Using the Python Documentation I found the HTML parser but I have no idea which library to import to use it, how do I find this out (bearing in mind it doesn't say on the page).

+3  A: 

Try:

import HTMLParser
Koh Wei Jie
+1  A: 

There's a link to an example on the bottom of the page.

Vytautas Shaltenis
+12  A: 

You probably really want BeautifulSoup, check the link for an example.

But in any case

>>> import HTMLParser
>>> h = HTMLParser.HTMLParser()
>>> h.feed('<html></html>')
>>> h.get_starttag_text()
'<html>'
>>> h.close()
Vinko Vrsalovic
+2  A: 

I would recommend using Beautiful Soup module instead and it has good documentation.

Swaroop C H
I'm gonna give it a whirl, thanks for the suggestion
Teifion
+1  A: 

For real world HTML processing I'd recommend BeautifulSoup. It is great and takes away much of the pain. Installation is easy.

Antti Rasinen
+1  A: 

You should also look at html5lib for Python as it tries to parse HTML in a way that very much resembles what web browsers do, especially when dealing with invalid HTML (which is more than 90% of today's web).

Alexey Feldgendler
Please add a link to html5lib.
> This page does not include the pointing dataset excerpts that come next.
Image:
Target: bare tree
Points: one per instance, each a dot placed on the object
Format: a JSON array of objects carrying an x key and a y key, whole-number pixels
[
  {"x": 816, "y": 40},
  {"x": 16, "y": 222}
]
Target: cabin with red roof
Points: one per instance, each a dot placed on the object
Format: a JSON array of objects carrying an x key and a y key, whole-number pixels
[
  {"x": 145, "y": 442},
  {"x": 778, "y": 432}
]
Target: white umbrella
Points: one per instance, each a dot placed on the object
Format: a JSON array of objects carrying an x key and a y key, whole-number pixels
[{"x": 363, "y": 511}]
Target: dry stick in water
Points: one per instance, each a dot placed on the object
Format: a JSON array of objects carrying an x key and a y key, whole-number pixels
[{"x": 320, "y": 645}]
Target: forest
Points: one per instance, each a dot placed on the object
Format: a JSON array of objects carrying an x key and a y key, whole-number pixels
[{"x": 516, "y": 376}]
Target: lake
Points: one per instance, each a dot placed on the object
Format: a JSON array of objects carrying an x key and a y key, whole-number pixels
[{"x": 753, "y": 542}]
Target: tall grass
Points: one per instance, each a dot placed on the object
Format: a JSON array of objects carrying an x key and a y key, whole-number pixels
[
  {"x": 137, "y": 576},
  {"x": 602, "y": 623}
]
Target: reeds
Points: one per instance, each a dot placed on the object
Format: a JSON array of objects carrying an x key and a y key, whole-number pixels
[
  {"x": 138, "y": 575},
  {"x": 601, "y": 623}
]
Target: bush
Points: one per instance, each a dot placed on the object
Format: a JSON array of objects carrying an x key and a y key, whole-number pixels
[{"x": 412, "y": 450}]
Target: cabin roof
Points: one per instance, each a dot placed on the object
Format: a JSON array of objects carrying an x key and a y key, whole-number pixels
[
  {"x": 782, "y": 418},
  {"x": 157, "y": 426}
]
Thank you.
Cristian Ciupitu
+2  A: 

I don't recommend BeautifulSoup if you want speed. lxml is much, much faster, and you can fall back in lxml's BS soupparser if the default parser doesn't work.

Koh Wei Jie
I agree, BeautifulSoup is only useful when parsing a handful of files, there are too many memoryleaks.
DrDee
+2  A: 

You may be interested in lxml. It is a separate package and has C components, but is the fastest. It has also very nice API, allowing you to easily list links in HTML documents, or list forms, sanitize HTML, and more. It also has capabilities to parse not well-formed HTML (it's configurable).